Brooke Flower by Michael Carver Photography, on Flickr

5. 
Brooke sunset by Michael Carver Photography, on Flickr

6.
Silhlouette by Michael Carver Photography, on Flickr


----------



## Naddy37 (Oct 27, 2005)

That first shot is a winner IMHO.


----------



## angel1449 (Apr 15, 2012)

they are ****ing beautiful mate well done


----------



## jason status (Dec 11, 2011)

Superb photos!


----------



## K.M (Dec 19, 2013)

Lovely!


----------



## GNshaving (Feb 13, 2014)

Awesome pictures!


----------



## s29nta (Mar 9, 2013)

stunning:thumb:


----------



## B2ONGO (May 5, 2011)

Cheers guys - they were all shot with an 85mm prime lens.


----------



## Rayner (Aug 16, 2012)

Miss read that, I thought you'd finally found a family that you like lol. 

Great pics mate :thumb:


----------



## DJ X-Ray (Sep 2, 2012)

Nice shots mate :thumb:


----------



## B2ONGO (May 5, 2011)

rayner said:


> Miss read that, I thought you'd finally found a family that you like lol.
> 
> Great pics mate :thumb:


Lol, I am happy with them......well, 2 out 3 of them at least lol., :lol:


----------



## [email protected] (Jan 9, 2006)

Wish i could take photos like that my canon stays on the shelf in my room.
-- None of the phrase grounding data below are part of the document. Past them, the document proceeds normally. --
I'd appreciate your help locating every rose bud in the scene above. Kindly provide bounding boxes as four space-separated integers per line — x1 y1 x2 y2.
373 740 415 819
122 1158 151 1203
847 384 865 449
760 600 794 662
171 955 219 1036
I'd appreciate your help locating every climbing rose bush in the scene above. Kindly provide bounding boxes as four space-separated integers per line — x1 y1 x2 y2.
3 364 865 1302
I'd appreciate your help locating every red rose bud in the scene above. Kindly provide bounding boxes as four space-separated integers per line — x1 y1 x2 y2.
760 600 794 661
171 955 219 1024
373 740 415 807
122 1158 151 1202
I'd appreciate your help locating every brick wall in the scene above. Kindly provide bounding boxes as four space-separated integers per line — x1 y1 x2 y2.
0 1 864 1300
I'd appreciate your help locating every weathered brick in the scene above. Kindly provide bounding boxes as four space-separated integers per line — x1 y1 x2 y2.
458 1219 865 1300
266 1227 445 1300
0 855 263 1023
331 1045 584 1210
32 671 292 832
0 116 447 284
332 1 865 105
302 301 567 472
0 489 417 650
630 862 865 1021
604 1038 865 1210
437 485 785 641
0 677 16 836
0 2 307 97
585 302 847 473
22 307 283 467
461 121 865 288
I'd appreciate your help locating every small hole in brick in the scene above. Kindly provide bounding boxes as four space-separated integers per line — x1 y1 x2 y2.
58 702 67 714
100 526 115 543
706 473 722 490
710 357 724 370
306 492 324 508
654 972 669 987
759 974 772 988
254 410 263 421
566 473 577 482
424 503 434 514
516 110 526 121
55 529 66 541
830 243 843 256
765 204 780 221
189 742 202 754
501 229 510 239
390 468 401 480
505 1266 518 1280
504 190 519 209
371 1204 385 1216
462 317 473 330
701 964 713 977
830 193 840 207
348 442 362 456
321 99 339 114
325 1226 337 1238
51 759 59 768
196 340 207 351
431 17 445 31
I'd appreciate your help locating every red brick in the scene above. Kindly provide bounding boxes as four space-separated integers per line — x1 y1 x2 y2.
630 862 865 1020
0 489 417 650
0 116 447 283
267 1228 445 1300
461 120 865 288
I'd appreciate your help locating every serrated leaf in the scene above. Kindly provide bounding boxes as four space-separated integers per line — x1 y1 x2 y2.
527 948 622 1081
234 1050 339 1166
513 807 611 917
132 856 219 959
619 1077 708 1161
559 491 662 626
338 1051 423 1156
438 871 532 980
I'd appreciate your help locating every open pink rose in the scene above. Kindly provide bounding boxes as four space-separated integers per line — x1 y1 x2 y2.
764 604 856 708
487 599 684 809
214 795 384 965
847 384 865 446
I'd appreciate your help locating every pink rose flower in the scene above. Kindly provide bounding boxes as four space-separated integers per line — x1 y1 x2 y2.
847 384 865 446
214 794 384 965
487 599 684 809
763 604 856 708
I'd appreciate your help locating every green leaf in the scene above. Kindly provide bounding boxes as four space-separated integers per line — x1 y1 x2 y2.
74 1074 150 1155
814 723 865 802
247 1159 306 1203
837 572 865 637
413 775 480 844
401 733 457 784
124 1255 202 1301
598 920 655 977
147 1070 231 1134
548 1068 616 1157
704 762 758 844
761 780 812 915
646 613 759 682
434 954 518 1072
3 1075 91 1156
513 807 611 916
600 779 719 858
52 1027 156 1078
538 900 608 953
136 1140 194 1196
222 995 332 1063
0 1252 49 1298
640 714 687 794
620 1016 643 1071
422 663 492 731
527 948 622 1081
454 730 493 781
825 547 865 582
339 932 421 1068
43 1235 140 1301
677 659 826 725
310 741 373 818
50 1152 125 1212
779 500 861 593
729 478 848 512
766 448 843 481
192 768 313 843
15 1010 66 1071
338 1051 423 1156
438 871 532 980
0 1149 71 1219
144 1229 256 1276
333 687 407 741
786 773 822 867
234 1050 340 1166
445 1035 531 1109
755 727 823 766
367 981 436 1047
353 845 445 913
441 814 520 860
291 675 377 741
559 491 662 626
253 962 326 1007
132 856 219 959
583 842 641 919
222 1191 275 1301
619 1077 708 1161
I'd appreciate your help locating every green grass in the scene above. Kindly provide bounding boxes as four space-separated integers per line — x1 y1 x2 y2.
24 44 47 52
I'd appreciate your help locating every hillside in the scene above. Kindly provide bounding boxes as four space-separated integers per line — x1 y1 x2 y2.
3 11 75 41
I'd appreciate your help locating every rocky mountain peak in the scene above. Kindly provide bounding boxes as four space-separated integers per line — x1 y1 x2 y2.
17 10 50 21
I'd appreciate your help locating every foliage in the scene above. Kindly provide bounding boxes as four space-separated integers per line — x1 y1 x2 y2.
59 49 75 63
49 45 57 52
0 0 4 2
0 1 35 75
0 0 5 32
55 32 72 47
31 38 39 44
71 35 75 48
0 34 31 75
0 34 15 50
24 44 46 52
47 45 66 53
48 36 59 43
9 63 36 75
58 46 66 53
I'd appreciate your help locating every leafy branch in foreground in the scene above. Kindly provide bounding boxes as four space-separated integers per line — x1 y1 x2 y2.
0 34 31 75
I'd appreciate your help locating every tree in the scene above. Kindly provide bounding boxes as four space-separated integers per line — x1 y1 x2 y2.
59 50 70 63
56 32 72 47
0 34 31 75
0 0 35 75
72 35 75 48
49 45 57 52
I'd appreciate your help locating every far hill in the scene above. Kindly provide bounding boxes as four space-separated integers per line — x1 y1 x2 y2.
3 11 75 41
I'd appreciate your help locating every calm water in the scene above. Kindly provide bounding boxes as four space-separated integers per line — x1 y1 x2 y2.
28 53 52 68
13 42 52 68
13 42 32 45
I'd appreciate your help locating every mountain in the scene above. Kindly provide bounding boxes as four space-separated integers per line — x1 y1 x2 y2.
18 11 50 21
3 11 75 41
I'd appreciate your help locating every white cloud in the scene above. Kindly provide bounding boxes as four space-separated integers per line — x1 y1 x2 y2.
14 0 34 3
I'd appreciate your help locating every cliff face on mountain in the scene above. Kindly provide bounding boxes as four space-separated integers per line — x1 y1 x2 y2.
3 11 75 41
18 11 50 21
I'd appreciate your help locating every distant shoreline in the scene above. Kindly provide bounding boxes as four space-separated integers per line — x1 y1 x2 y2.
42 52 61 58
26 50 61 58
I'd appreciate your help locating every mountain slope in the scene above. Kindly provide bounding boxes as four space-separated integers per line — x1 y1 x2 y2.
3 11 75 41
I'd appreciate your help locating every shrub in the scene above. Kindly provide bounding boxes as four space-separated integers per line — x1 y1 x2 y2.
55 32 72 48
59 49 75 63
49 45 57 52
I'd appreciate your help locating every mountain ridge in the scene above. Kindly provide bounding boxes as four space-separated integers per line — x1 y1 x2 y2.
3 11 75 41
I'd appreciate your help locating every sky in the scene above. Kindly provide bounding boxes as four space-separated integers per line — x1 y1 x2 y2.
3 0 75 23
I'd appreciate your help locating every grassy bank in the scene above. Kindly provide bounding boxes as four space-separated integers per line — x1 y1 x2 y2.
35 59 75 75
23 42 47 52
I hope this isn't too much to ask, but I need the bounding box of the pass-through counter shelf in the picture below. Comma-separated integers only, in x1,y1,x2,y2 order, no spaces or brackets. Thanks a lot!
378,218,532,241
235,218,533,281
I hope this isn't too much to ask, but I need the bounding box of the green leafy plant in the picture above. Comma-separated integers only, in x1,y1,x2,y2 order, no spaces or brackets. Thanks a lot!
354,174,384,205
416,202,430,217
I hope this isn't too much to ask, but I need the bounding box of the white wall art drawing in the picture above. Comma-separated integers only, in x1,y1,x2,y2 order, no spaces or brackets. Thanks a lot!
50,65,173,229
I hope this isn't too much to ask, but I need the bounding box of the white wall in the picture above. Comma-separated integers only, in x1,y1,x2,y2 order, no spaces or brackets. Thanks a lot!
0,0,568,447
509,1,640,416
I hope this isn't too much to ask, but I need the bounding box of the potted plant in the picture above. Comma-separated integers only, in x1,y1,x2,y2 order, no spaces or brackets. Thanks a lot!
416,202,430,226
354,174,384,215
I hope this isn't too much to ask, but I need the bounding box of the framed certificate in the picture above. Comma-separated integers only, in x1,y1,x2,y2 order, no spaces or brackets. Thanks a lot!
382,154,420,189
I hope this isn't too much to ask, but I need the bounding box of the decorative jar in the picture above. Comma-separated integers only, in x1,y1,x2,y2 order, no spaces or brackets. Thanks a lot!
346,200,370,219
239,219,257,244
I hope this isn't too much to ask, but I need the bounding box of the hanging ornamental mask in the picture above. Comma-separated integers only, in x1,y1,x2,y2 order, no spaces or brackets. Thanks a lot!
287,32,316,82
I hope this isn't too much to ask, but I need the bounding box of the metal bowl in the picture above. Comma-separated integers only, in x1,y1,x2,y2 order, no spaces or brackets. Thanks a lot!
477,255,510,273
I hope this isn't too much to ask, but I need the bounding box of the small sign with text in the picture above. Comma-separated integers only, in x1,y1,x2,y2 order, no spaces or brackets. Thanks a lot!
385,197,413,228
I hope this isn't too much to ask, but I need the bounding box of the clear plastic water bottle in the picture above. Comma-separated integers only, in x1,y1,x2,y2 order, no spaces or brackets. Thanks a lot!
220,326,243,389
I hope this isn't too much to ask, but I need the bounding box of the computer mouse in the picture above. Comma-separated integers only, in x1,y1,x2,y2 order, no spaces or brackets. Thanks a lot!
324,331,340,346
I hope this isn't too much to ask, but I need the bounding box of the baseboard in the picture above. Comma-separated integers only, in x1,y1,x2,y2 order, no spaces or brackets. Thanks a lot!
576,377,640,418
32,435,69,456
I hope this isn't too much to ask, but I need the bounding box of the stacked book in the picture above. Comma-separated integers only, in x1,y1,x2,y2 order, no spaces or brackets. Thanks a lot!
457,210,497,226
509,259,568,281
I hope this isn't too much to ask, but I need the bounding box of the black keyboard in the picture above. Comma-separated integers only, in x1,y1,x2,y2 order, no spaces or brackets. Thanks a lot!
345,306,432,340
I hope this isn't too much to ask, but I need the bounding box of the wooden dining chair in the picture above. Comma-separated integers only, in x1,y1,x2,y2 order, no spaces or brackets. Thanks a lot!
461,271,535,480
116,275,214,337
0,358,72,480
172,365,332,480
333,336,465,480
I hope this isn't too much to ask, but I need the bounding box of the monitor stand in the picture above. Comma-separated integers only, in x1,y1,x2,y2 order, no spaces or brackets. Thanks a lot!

Lovely shots


----------



## WHIZZER (Oct 25, 2005)

great shots


----------



## pooma (Apr 12, 2008)

Cracking shots


----------



## Grommit (May 3, 2011)

Brilliant! Love them


----------



## james_death (Aug 9, 2010)

Nice shots but where are the dogs???


----------



## B2ONGO (May 5, 2011)

They are well trained - they walked themselves whilst we were taking pictures :thumb:


----------



## dubnut71 (Jul 25, 2006)

Cracking! f1.2 prime?


----------



## B2ONGO (May 5, 2011)

dubnut71 said:


> Cracking! f1.2 prime?


85mm 1.8 - Im shooting with a d800 these days so can crop in quite heavy.


----------